The Today Programme on BBC Radio 4 last week carried an item on Narrative Science, a spin-out from Northernwestern University’s Medill School of Journalism that is building technology to enable computers to automatically write news stories. Its part of a growing trend whereby computer software is being developed to tell stories on behalf of brands and media outlets.
This story starts with data journalism. In its crudest form databases of information are dumped onto the internet and interrogated by communities using crowdsourcing techniques. Wikileaks is the highest profile example of this genre. But it is only the beginning.
Computers are being used to interrogate massive data sets and identify trends that humans might never spot. I’d throughly recommend reading Paul Bradshaw’s Online Journalism Blog if you are interested in exploring this area.
Automated research and editing
My Northumberland Social hackathon experiment used automatic techniques to gather and filter content. Human intervention is required solely to edit and publish content although with some further thought that too could almost certainly be automated.

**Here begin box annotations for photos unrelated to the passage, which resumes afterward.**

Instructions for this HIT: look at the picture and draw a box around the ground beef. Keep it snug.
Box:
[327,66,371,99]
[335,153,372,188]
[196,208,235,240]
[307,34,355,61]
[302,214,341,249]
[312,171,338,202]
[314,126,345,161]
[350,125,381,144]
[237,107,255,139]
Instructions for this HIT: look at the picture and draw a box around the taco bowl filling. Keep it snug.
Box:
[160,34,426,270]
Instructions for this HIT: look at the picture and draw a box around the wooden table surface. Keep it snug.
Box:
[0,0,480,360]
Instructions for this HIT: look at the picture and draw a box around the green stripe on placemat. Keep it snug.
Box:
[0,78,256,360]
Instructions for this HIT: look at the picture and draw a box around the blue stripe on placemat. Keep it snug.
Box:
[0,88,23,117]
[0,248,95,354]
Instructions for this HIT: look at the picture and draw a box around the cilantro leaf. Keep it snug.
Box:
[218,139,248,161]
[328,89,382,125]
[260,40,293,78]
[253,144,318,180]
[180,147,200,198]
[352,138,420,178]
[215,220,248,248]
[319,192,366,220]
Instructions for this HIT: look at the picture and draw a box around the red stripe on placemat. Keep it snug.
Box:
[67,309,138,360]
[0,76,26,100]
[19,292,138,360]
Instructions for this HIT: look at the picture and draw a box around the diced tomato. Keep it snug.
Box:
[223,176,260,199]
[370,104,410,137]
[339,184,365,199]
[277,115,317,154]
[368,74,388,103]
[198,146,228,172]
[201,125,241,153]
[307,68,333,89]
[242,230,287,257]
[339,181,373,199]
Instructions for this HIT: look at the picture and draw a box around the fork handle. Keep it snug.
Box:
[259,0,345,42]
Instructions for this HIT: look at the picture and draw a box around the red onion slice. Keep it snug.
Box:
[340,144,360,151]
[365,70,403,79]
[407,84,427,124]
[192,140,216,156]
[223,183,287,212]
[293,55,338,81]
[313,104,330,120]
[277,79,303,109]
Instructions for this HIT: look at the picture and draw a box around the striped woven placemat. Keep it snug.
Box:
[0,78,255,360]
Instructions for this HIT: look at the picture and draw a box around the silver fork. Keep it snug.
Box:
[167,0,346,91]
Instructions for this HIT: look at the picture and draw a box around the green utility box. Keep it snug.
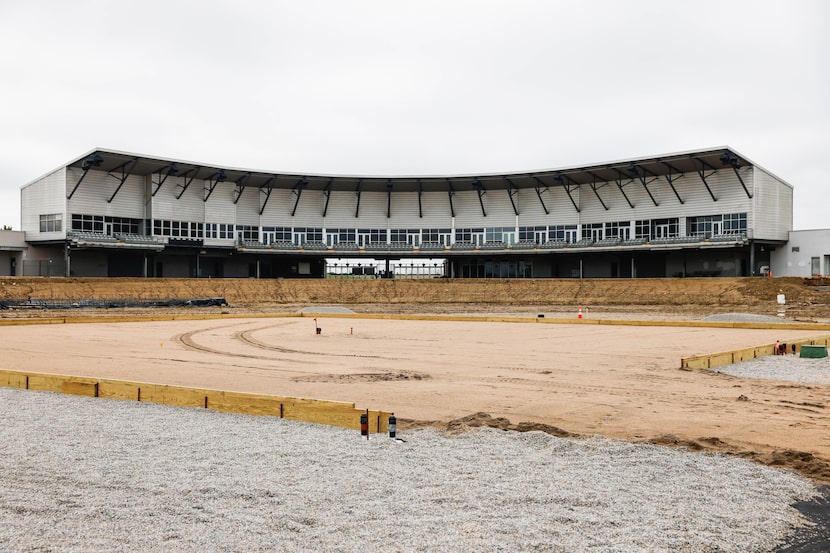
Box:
[799,346,827,359]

Percolate, a New York based start-up, helps brands identify relevant conversations that are taking place across the social web. From here it is a short step to understanding how to engage as a brand on these new platforms rather than spamming press releases in Facebook groups as The Economist Lean Back 2.0 blog spotlighted yesterday.
Computers as storytellers
Narrative Science goes a stage beyond these techniques. It applies computer algorithms to report the facts of a story without human intervention. It’s applying its technology to stories that rely on lots of data such as finance and sport. Computers can’t yet convey emotion or pace in a story but they can do a good job of reporting facts.
Summaries of school and college sports events and financial market reports are reported by stitching together results and building a narrative around the data. There are only so many ways that you can comment on the progress of a game of cricket or the movement of a stock.

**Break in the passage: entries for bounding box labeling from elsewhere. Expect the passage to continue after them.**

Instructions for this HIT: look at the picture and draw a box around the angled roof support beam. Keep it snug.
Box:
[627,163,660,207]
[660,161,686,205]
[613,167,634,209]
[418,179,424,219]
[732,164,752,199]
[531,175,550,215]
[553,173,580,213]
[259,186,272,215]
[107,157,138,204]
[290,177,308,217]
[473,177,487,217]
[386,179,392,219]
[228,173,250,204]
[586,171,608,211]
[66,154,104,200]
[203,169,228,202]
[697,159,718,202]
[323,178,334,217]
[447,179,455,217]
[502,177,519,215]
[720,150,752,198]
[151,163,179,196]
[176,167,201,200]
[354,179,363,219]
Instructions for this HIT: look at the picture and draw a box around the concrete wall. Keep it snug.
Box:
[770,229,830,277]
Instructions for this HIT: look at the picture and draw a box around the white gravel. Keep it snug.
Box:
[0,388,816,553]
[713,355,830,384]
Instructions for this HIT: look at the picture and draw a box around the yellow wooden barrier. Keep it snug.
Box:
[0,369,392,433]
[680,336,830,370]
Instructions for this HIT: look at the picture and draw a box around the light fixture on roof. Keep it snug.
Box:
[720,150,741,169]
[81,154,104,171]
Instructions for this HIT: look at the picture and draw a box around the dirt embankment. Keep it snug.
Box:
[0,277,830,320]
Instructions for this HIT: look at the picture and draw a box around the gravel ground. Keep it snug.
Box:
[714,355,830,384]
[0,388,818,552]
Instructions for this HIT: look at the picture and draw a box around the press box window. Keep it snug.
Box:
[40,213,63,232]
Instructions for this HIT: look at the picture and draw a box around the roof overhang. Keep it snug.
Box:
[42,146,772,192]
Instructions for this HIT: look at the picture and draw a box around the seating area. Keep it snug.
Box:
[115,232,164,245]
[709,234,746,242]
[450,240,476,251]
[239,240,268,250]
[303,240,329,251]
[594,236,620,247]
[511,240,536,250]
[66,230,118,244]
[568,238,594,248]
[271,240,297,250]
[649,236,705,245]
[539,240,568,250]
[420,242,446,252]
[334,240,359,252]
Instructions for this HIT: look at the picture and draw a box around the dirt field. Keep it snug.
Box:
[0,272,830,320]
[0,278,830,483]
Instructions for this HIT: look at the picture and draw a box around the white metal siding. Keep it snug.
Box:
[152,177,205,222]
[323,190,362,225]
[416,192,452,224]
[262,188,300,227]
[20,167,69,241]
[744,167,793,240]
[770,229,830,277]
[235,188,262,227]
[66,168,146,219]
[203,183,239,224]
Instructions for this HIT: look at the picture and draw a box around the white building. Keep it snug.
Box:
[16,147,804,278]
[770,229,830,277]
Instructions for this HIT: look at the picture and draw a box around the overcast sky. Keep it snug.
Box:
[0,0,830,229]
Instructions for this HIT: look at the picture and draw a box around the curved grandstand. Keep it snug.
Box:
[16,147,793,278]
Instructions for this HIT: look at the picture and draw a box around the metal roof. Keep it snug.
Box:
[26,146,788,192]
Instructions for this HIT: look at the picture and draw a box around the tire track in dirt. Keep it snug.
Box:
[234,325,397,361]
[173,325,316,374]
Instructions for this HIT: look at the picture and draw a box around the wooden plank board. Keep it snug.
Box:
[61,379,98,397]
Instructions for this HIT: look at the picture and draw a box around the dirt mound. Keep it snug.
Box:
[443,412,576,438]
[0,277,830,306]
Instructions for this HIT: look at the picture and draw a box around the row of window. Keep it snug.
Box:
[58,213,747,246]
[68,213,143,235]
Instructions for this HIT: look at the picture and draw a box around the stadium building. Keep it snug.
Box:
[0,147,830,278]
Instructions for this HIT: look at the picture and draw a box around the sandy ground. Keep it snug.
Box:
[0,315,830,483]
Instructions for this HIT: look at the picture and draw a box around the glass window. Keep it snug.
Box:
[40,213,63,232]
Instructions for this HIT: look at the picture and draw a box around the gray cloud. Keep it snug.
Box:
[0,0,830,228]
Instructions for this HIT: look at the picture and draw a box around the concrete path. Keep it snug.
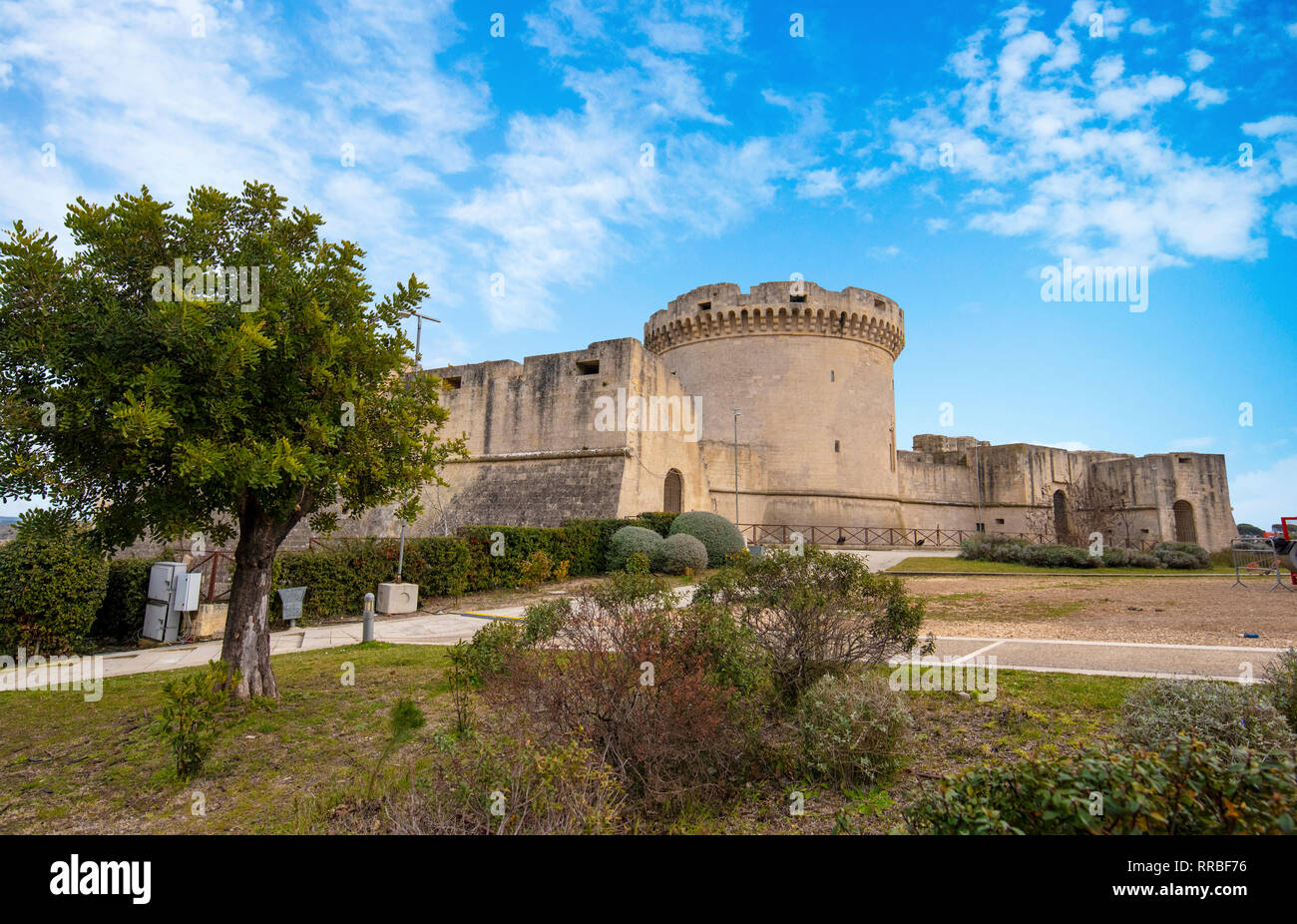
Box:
[0,599,1283,692]
[892,636,1284,682]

In a delightful twist of irony if you head to Narrative Science’s web site you’ll find a list of articles about the firm from the mainstream media. For now at least there are no machines involved in reporting developments about the firm.
Automated content generation is already happening in other corners of the web. The BBC is using semantic web technologies as part of its sports reporting and machines will form at least part of its reporting of the London 2012 Olympics stating that it enables journalists to focus on the craft of storytelling.
Web 3.0: the semantic web
Machined media is a topic that Philip Sheldrake has blogged about at length. He claims that as the web becomes a universal media for the exchange of data, the discovery and creation of content can become autonomous. If Web 1.0 was an interlinked documentation system, and Web 2.0 is the social web, then Web 3.0, known as the semantic web, will add context to data on the web so that the web itself, or at least the machines connected to it, can understand what it all means.
This blog post was written by a human.